Em “Com Os Pés Fincados No Chão”, Pirisca Grecco utiliza a figura de Inocêncio como espantalho para abordar temas como solidão, isolamento e resignação. A metáfora do espantalho não se limita à imobilidade física, mas também representa o afastamento social e o sentimento de ser esquecido. Elementos típicos da cultura gaúcha, como o chapéu e o poncho surrado, reforçam a ligação do personagem com o ambiente rural do sul do Brasil, ao mesmo tempo em que evidenciam sua condição de abandono e aceitação do próprio destino.
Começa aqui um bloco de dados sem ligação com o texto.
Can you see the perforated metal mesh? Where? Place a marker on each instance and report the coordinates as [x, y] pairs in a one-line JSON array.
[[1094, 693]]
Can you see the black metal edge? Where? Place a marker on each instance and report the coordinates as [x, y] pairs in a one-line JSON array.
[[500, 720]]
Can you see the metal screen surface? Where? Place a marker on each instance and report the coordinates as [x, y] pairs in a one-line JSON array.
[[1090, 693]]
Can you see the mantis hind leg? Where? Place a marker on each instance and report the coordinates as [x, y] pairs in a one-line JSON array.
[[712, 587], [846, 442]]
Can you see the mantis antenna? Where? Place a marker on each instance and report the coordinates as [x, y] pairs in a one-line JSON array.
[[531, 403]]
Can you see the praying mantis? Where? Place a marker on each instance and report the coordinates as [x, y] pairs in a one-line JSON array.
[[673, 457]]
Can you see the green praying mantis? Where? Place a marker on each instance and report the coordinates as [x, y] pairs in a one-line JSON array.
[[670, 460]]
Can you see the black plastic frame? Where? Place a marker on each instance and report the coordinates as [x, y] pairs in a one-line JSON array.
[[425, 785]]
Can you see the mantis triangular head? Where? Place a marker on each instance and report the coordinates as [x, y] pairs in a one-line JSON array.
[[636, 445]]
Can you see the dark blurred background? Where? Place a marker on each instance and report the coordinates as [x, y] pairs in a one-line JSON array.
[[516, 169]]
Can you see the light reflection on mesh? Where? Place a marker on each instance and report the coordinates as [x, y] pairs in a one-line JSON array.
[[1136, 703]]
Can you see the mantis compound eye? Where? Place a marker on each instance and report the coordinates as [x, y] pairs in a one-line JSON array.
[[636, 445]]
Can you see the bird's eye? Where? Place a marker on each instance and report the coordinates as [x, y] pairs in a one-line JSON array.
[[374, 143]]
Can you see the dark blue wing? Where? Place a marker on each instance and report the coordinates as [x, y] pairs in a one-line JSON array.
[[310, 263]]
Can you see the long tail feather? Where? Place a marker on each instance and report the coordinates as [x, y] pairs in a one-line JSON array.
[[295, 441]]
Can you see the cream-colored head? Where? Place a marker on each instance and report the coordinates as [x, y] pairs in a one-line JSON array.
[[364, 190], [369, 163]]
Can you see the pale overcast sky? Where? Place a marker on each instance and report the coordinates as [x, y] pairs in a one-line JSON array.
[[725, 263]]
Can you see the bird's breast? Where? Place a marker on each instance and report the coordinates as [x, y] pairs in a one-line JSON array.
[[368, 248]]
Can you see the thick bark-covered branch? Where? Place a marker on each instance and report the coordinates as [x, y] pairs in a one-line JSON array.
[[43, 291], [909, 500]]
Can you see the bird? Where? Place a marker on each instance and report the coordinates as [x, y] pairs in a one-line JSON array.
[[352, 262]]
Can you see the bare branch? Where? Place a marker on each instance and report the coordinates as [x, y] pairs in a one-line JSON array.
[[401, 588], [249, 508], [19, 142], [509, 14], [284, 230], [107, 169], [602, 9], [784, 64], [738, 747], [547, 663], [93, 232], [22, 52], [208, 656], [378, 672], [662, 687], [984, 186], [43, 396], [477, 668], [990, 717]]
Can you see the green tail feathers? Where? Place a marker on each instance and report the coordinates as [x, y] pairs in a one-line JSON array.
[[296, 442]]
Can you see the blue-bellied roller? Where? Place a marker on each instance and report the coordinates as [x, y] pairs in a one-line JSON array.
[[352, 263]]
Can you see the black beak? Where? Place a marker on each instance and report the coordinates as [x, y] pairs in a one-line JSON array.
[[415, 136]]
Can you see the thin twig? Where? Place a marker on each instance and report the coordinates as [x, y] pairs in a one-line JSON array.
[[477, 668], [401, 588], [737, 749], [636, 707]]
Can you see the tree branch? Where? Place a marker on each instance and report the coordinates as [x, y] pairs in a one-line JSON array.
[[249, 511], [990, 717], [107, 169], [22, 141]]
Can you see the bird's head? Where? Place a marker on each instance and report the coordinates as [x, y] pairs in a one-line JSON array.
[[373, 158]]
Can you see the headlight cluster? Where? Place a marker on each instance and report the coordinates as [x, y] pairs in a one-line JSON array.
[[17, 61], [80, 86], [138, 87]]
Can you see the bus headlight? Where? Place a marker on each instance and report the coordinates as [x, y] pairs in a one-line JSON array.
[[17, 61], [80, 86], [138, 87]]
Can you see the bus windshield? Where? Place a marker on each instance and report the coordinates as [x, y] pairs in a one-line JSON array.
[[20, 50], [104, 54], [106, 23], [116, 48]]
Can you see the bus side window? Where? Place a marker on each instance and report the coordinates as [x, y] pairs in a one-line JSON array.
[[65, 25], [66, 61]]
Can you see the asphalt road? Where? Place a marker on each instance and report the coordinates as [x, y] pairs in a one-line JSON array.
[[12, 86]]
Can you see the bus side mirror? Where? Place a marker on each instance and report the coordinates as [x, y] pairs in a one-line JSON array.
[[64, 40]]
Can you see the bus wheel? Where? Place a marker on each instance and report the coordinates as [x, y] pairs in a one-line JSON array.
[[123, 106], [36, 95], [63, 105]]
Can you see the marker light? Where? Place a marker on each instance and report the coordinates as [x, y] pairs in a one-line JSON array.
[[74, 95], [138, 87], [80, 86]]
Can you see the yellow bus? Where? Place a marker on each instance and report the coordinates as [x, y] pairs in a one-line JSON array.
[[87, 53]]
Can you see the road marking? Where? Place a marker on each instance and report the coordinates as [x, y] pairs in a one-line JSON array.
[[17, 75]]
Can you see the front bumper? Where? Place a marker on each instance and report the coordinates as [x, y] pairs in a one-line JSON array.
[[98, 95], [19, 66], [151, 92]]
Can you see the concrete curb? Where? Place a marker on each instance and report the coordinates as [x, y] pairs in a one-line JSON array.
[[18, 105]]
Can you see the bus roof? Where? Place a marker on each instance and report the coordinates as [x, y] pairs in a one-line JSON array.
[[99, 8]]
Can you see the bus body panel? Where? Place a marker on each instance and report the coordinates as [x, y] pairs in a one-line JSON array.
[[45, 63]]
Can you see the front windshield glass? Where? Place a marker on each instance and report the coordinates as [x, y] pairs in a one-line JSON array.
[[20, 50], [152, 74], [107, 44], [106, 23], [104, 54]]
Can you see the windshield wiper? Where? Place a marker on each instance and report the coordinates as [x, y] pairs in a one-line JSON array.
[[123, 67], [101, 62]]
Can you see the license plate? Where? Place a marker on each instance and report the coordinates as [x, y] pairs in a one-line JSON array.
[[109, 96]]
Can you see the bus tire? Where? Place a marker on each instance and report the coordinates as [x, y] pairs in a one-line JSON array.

O refrão repetido, “Velho Inocêncio, Inocêncio velho, teu vazio já não espanta / Só se colhe o que se planta”, destaca a reflexão sobre as consequências das escolhas de vida. O vazio de Inocêncio, que antes poderia causar estranhamento, passa a ser visto com naturalidade, sugerindo uma aceitação melancólica da solidão. Versos como “prisioneiro do silêncio” e a descrição do “interior deserto” reforçam o tom introspectivo da canção. Ao afirmar que Inocêncio é assim “por ter nascido espantalho”, a letra sugere que seu isolamento é, em parte, uma condição imposta desde o início, talvez inevitável. Dessa forma, a música constrói uma narrativa sensível sobre a passagem do tempo e a inevitabilidade de colher aquilo que se planta, usando símbolos regionais para dar profundidade e universalidade ao tema.
O significado desta letra foi gerado automaticamente.